Saul nods. The hunger rises in him. It is like a flame. It is like a cold and terrible sea. Saul does not hold it back. He opens his fanged mouth. He rears back like a serpent. The Saul-beast’s eyes burn red and its hat is green like a snake’s.

Er, scales.

Like a snake’s scales.

And just before he eats her, three things happen.

The first thing is that a great wolf wanders in. Its binding cord has broken; where the hunger is, the dwarves have no power. Fenrir is curious. The hunger calls it. So it has come.

The second thing is that the House of Hunger sloughs off more of its humanity.

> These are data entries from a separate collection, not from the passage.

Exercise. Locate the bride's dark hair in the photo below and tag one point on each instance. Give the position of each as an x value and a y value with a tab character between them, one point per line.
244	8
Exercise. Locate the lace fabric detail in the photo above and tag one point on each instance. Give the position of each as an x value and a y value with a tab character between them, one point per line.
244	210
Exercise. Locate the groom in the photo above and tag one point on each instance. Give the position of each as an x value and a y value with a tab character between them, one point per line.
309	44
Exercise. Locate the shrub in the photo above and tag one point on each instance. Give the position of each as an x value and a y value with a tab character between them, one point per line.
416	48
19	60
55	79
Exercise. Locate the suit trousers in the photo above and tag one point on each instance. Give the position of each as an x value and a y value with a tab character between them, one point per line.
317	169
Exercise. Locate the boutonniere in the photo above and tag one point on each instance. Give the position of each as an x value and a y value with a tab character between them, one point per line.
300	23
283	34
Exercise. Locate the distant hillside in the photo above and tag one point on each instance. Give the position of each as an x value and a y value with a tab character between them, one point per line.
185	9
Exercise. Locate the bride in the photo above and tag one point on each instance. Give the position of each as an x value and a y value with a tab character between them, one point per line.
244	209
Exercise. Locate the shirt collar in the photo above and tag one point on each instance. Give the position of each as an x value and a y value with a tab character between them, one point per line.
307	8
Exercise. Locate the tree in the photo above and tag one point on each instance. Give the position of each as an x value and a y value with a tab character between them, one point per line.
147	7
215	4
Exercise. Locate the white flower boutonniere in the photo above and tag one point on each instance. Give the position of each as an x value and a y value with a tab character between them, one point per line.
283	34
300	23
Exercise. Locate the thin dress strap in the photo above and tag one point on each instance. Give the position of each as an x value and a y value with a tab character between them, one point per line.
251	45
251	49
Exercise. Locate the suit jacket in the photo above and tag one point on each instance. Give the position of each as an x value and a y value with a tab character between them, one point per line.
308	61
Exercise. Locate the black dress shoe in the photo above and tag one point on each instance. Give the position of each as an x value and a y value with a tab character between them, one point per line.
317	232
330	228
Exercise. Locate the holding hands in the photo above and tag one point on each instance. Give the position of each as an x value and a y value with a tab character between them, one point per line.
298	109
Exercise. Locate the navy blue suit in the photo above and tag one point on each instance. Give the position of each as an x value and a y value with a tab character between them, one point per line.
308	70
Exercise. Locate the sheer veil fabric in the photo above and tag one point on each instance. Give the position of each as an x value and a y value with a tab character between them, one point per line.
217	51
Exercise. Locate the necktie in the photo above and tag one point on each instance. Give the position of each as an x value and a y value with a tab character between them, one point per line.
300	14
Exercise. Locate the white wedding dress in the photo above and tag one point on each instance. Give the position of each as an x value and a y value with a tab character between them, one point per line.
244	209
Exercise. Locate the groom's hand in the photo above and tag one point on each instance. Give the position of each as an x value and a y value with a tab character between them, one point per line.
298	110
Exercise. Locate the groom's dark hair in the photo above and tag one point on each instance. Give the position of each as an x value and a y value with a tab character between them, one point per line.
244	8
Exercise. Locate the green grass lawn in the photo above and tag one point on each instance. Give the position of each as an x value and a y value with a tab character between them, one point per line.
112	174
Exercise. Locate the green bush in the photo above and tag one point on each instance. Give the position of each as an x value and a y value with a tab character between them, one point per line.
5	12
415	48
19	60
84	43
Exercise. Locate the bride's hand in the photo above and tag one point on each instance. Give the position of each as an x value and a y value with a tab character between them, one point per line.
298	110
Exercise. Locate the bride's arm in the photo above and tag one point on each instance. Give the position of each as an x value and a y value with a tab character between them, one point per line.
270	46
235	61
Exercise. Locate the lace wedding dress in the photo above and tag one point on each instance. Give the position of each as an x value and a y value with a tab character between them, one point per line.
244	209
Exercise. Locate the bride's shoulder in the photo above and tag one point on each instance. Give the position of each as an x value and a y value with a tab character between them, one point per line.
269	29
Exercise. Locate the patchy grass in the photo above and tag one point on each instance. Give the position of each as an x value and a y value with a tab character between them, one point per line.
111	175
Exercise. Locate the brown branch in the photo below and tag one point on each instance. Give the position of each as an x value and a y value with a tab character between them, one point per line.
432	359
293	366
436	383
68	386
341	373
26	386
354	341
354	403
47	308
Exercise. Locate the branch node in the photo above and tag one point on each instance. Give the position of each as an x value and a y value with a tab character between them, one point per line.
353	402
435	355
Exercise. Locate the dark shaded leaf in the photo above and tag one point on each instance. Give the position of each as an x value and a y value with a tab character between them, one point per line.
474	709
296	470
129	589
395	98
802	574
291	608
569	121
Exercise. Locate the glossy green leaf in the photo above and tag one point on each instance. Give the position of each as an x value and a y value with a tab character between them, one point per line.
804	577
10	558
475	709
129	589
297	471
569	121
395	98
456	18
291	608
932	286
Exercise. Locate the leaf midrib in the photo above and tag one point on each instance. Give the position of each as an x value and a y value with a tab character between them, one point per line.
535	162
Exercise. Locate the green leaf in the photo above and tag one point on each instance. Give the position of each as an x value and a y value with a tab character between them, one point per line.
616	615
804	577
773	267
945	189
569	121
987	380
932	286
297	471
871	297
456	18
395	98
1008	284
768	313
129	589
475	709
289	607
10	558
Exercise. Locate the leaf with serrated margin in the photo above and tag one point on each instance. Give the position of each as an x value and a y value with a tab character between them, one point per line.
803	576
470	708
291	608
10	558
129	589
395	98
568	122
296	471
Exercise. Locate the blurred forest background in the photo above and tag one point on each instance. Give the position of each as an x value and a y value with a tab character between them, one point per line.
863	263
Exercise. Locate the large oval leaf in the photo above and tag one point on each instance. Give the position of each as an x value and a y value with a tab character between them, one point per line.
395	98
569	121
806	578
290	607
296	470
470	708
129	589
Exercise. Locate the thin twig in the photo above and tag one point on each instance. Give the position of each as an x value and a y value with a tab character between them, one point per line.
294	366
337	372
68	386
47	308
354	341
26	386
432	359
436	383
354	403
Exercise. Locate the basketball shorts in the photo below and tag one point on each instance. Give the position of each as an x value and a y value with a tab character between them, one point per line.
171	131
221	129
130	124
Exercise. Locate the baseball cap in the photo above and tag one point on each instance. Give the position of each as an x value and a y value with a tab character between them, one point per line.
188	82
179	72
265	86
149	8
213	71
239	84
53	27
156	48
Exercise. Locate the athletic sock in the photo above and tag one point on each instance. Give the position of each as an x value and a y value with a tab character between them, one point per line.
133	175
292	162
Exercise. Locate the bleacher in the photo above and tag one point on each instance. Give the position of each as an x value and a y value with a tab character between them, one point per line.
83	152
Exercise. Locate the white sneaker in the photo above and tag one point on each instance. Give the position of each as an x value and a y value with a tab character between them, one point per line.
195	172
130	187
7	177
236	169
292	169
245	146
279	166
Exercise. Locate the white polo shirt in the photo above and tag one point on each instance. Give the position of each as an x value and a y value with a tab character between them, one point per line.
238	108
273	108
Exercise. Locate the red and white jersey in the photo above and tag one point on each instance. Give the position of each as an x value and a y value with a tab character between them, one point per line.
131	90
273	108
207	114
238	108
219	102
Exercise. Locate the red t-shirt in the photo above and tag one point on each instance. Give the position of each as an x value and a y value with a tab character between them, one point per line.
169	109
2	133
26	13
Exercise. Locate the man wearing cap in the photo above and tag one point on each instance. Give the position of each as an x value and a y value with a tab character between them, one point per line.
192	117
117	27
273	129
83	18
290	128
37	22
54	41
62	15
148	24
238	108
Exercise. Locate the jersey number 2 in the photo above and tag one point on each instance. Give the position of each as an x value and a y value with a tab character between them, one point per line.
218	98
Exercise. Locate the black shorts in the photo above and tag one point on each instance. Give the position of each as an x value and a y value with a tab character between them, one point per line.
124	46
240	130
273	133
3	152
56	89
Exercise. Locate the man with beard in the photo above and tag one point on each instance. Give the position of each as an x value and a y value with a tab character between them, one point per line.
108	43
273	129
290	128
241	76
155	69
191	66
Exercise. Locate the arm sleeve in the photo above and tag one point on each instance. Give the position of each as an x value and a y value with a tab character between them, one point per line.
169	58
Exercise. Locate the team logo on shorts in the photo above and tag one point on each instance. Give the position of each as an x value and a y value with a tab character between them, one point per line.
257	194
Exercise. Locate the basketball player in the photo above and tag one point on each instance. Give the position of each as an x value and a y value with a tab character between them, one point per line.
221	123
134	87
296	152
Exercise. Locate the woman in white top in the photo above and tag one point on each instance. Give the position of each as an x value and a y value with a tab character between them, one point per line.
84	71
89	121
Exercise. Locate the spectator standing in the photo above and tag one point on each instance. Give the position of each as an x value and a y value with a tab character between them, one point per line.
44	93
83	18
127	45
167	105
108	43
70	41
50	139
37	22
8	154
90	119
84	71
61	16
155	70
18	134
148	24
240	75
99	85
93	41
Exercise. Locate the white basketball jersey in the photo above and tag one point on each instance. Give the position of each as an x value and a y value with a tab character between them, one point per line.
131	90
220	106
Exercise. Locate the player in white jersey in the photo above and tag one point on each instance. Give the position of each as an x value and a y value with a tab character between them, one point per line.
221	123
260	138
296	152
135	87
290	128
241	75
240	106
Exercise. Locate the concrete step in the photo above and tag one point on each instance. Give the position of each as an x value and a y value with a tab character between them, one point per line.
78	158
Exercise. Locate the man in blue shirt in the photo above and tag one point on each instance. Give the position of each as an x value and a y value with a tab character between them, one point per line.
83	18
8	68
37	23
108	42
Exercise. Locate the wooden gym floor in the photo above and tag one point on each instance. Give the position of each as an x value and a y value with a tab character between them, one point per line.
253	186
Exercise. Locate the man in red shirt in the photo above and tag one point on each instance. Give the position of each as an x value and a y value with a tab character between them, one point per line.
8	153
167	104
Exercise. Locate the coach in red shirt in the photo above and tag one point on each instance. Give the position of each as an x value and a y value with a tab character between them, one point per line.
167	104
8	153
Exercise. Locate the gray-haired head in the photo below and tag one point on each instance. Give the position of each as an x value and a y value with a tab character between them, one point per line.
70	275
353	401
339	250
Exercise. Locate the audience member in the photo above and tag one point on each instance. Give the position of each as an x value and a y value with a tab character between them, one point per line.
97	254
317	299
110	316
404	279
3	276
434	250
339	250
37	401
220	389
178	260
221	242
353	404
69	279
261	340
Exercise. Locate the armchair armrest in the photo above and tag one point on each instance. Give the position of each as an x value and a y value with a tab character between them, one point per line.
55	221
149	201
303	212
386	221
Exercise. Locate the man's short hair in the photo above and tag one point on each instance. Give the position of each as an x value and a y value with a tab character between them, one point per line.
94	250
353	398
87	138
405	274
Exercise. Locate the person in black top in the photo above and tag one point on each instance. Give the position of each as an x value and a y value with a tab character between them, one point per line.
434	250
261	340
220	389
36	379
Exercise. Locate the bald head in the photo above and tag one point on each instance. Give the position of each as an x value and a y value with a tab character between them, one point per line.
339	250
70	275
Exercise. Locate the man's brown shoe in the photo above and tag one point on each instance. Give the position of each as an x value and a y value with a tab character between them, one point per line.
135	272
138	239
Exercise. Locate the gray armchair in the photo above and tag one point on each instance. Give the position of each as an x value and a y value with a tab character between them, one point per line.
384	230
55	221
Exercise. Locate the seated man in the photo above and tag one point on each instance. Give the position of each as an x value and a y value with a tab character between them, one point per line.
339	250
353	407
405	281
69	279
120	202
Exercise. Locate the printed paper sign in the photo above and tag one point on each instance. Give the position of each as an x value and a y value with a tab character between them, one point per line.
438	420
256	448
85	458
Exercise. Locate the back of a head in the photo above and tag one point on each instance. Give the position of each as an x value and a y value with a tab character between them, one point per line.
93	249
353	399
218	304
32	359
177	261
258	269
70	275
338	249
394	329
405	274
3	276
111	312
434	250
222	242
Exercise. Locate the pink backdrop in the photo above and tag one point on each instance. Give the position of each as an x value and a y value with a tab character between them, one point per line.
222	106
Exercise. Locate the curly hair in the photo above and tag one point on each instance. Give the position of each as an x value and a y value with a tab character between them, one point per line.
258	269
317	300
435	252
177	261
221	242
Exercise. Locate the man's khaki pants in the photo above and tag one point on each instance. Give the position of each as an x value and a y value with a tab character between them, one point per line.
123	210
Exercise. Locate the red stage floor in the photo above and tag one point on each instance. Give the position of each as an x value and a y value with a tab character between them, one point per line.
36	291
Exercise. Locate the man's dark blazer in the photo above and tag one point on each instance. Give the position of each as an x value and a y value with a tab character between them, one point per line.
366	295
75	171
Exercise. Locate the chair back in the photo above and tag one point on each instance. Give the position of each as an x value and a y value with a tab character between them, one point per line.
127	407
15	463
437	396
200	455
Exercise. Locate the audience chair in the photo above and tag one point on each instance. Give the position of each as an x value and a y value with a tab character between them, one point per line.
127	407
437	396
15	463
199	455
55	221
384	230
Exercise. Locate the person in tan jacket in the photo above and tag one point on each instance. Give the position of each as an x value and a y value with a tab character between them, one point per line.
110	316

And suddenly Emily is cheerful. She is pointing at Edmund. She is laughing, like a child, like a bright clear bell. “You have spots,” she says.

This causes Saul to pause and Edmund to blush.

“They’re good spots,” the Edmund-beast mutters.

Saul’s eyes are narrowed.

“You’re oddly bubbly,” says Saul, “for someone who’s about to die.”

Emily’s shoulders sink as she relaxes. She looks at him peacefully. “Jaguars are my favorite part of Gotterdammerung,” she sighs.

The third thing is that the great space station, Vidar’s Boot, comes down; for there is something in a boot that loves to stomp, and nothing is quite so stompable as one’s alma mater.

“The wolf’ll eat most of you before it dies,” says Emily, peacefully. It’s not a threat. It’s a gift. She’s giving Saul a chance to react.

WHAM!

The station strikes the ground.

WHAM!

The station strikes the ground again.

WHAM!

The shockwave of the boot’s impact throws the House of Hunger into the air.

Now it’s raining men. Well, jaguars. Well, jaguar-men.

“It’s like Christmas came early!” Emily says, happily.

The boot clips the wolf, and suddenly it is looking for a place to run, and there are howling and yowling and clucking and chittering beasts in its path.

Down fall the jaguars like a gentle rain; and it is there, standing in the storm, surrounded by something wonderful, that Emily dies.